Working with child welfare can be stressful -- which is why the field sometimes has up to a 90 percent turnover rate -- but it's also rewarding to know you're making a difference in children's lives. Social work supervisors don't spend as much time in the field as their staff members do, but they must understand the needs of their employees and the community and be able to express that understanding in a job interview.
Managing and training staff are key components of a social work supervisory position. Candidates should prepare to answer questions about their previous staff management experience and how they divide the high caseload among staff fairly. Questions might include how the candidate keeps staff motivated and how to ensure the employees -- new and old -- are trained sufficiently. Interviewers should ask about the candidate's employee review process and disciplinary practices. With children's lives often on the line, supervisors must ensure that staff members follow proper procedures at all times.

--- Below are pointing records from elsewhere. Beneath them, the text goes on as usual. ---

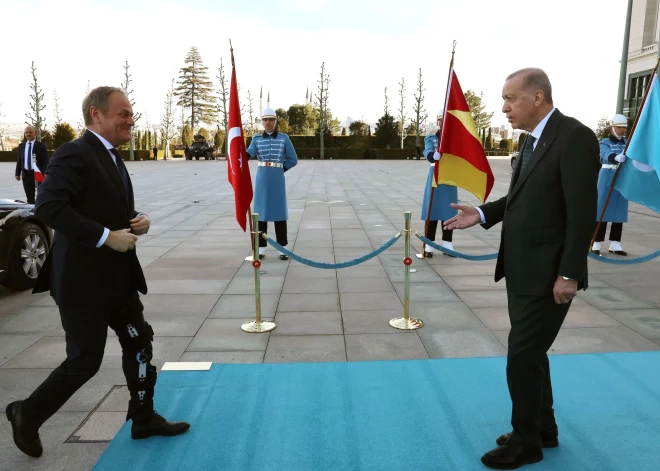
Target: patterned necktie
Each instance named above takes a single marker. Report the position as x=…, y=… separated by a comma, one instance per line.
x=121, y=167
x=29, y=156
x=527, y=151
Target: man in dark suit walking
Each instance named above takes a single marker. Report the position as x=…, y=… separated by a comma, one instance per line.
x=93, y=272
x=25, y=164
x=546, y=231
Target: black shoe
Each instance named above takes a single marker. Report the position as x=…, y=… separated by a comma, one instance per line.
x=157, y=426
x=511, y=456
x=26, y=438
x=548, y=439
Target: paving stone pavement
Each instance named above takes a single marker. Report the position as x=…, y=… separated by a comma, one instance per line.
x=201, y=290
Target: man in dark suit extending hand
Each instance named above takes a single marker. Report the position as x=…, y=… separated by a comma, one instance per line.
x=93, y=272
x=25, y=164
x=546, y=230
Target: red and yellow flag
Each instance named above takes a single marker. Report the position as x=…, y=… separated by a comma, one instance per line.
x=463, y=162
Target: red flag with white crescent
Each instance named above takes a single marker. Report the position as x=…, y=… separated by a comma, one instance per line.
x=238, y=170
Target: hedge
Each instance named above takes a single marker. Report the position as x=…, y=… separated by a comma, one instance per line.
x=343, y=142
x=10, y=155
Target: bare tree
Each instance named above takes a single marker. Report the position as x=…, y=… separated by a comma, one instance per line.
x=402, y=109
x=37, y=105
x=81, y=124
x=167, y=121
x=136, y=116
x=58, y=110
x=223, y=94
x=418, y=107
x=322, y=104
x=387, y=103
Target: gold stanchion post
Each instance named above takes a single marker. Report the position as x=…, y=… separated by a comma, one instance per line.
x=257, y=326
x=406, y=322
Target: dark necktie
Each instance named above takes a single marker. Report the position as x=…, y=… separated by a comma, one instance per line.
x=29, y=156
x=122, y=168
x=527, y=151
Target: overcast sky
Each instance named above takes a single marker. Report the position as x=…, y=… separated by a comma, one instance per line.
x=366, y=45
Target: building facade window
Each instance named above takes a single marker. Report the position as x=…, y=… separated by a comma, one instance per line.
x=636, y=87
x=650, y=23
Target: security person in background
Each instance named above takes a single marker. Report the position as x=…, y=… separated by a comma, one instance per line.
x=276, y=155
x=443, y=196
x=611, y=156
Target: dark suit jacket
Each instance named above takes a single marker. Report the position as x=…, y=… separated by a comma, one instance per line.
x=548, y=215
x=81, y=195
x=38, y=148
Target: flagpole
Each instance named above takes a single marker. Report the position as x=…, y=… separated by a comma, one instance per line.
x=233, y=65
x=616, y=174
x=428, y=216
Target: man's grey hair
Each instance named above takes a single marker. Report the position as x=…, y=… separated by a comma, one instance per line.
x=99, y=98
x=535, y=79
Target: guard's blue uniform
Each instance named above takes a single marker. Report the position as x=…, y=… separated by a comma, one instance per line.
x=443, y=194
x=617, y=208
x=270, y=187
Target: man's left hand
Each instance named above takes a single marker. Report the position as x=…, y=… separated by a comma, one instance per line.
x=564, y=290
x=140, y=225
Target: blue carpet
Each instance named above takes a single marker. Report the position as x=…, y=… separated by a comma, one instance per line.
x=395, y=415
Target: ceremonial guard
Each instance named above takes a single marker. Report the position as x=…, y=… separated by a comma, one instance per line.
x=276, y=155
x=611, y=156
x=443, y=196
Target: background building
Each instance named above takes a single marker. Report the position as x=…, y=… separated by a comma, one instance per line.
x=642, y=52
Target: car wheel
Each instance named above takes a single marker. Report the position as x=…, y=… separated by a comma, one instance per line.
x=27, y=254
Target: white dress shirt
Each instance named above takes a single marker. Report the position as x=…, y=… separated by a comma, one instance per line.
x=108, y=146
x=536, y=133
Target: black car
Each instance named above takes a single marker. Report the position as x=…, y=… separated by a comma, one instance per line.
x=200, y=148
x=24, y=244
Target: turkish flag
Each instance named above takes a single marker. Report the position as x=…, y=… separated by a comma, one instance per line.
x=238, y=171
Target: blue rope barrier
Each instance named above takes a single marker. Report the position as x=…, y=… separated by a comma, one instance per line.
x=493, y=256
x=331, y=266
x=474, y=258
x=625, y=261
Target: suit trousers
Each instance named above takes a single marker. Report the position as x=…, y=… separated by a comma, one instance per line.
x=447, y=235
x=86, y=332
x=280, y=233
x=29, y=185
x=535, y=323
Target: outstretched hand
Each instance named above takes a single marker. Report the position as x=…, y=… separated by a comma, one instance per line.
x=468, y=216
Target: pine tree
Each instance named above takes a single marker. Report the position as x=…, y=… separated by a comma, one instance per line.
x=195, y=90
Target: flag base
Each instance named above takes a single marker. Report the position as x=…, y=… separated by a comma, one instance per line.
x=254, y=327
x=402, y=323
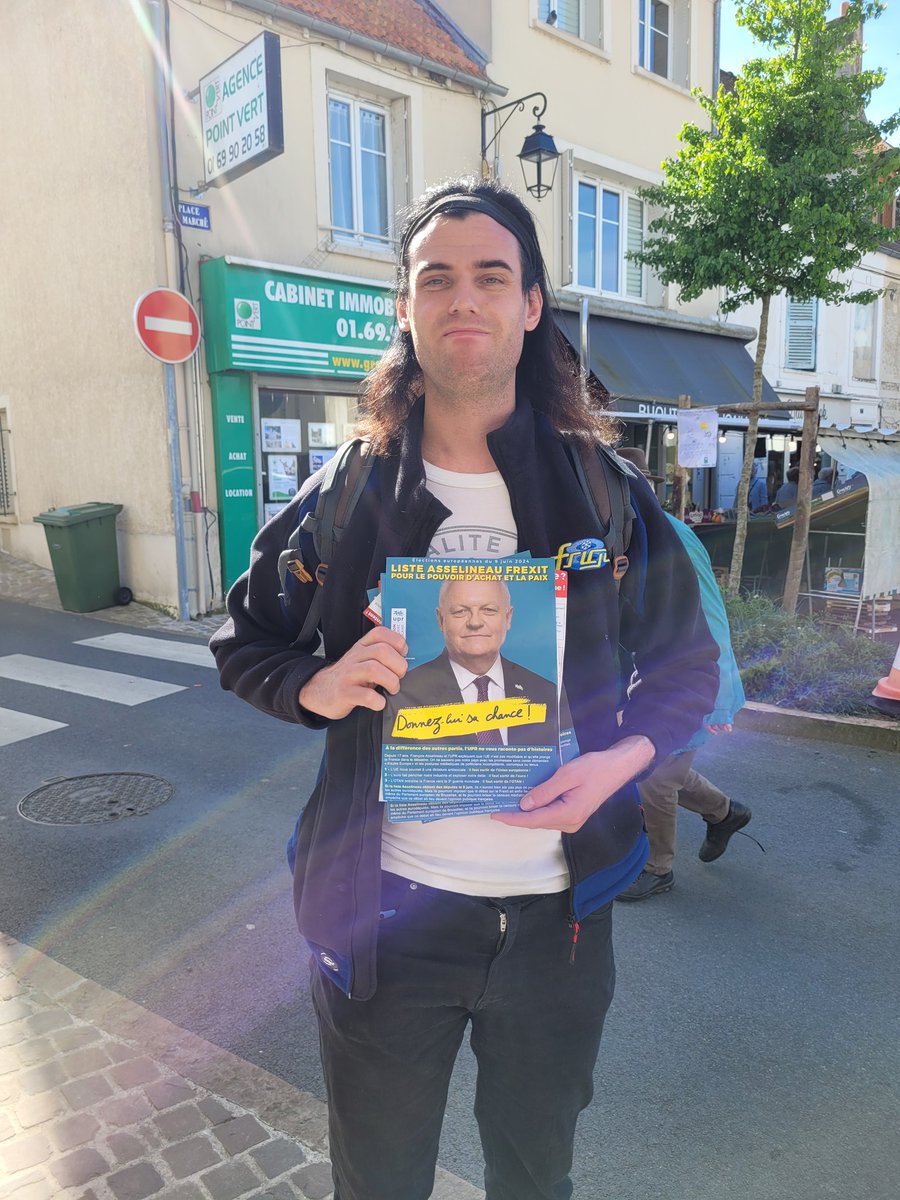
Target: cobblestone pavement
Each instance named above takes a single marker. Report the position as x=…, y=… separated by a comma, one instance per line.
x=29, y=583
x=101, y=1099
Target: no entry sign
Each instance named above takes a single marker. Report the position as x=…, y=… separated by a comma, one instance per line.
x=167, y=325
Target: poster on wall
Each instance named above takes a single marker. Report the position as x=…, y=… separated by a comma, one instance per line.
x=318, y=459
x=322, y=433
x=697, y=433
x=282, y=475
x=280, y=435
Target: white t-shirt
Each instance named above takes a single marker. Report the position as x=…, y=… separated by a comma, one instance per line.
x=475, y=855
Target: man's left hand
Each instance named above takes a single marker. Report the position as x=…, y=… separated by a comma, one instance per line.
x=568, y=798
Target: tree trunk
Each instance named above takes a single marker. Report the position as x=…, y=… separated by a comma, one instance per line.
x=804, y=504
x=737, y=558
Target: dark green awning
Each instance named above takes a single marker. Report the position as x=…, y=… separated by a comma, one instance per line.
x=654, y=364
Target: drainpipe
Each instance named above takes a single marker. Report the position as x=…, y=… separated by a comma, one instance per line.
x=168, y=225
x=717, y=43
x=193, y=411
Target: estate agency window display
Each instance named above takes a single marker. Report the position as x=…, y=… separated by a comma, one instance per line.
x=299, y=431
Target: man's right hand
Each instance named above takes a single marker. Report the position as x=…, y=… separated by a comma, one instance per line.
x=377, y=660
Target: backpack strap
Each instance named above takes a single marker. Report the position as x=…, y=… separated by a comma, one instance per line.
x=341, y=487
x=604, y=479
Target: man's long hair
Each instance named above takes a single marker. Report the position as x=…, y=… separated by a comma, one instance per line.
x=547, y=373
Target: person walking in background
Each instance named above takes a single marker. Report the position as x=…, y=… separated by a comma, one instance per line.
x=675, y=783
x=759, y=496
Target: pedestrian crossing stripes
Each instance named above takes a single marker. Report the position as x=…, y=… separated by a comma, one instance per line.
x=18, y=726
x=154, y=648
x=114, y=687
x=119, y=689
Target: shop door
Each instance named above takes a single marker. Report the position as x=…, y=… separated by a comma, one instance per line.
x=727, y=468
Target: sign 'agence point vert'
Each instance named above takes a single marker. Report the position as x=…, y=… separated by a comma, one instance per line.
x=241, y=119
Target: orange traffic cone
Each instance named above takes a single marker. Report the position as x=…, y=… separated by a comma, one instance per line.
x=887, y=691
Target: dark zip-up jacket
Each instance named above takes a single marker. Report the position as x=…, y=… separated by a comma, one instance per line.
x=657, y=617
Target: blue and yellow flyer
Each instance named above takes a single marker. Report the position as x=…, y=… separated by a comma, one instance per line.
x=475, y=724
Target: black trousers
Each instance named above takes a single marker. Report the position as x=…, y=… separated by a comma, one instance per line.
x=537, y=1014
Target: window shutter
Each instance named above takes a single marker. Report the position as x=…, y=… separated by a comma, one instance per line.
x=567, y=223
x=634, y=241
x=801, y=335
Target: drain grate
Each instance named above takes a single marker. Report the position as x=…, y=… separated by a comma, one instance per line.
x=85, y=799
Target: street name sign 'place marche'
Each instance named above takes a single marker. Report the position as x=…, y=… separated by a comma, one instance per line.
x=167, y=325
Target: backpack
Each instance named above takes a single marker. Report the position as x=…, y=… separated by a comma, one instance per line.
x=601, y=474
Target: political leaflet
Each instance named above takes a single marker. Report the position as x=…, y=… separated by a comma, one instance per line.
x=475, y=724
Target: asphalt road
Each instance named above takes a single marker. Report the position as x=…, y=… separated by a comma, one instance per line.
x=753, y=1050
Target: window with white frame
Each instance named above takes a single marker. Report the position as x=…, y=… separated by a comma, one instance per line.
x=653, y=30
x=359, y=168
x=801, y=330
x=664, y=39
x=581, y=18
x=7, y=490
x=864, y=322
x=609, y=223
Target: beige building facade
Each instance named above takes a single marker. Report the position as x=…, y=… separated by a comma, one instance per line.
x=292, y=277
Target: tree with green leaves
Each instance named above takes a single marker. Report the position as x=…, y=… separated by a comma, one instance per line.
x=780, y=193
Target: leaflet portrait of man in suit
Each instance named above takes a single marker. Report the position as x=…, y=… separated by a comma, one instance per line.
x=474, y=617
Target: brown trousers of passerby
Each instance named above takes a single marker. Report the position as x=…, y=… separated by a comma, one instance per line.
x=675, y=783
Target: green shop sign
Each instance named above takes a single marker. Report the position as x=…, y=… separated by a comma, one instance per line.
x=261, y=318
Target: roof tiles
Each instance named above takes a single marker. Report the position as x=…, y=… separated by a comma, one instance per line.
x=403, y=24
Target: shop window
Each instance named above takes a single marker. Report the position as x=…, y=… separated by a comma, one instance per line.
x=609, y=223
x=664, y=39
x=581, y=18
x=801, y=329
x=7, y=491
x=864, y=321
x=299, y=432
x=359, y=168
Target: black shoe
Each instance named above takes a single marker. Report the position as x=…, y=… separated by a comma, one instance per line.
x=719, y=833
x=647, y=885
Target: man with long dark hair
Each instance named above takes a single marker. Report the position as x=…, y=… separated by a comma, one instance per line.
x=502, y=923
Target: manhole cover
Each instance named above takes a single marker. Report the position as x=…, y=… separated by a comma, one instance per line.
x=85, y=799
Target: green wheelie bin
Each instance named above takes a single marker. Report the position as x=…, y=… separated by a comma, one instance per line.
x=84, y=555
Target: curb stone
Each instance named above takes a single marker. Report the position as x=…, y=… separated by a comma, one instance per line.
x=859, y=731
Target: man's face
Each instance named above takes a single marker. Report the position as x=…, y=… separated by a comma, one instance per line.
x=466, y=309
x=474, y=616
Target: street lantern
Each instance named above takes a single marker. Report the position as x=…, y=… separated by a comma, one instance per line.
x=538, y=150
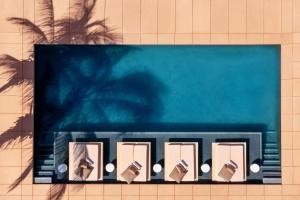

Although supervisors might not have as much interaction with the families as their staff, they must still remain familiar with ongoing cases. Interviewers might ask how a candidate tracks and reports on cases as well as his comfort level when testifying in court about cases under his purview. Candidates should prepare for questions about when they decide to get personally involved in cases and at what stage, such as intake or assessment. Questions also might include whether the candidate has ever solicited funding for the child welfare department or how he works collaboratively with other agencies to ensure children receive necessary additional services, such as therapy.
Social work supervisors often complete or monitor reports sent to the court, and questions should cover how the candidate handles those reports to ensure they're submitted on time and complete. Questions might also include what criteria the candidate uses when making recommendations to the court regarding a child's welfare, such as whether the child should be returned to her birth parents after being removed for suspected abuse. Interviewers could ask about the candidate's comfort level preparing reports and presenting them to small and large groups.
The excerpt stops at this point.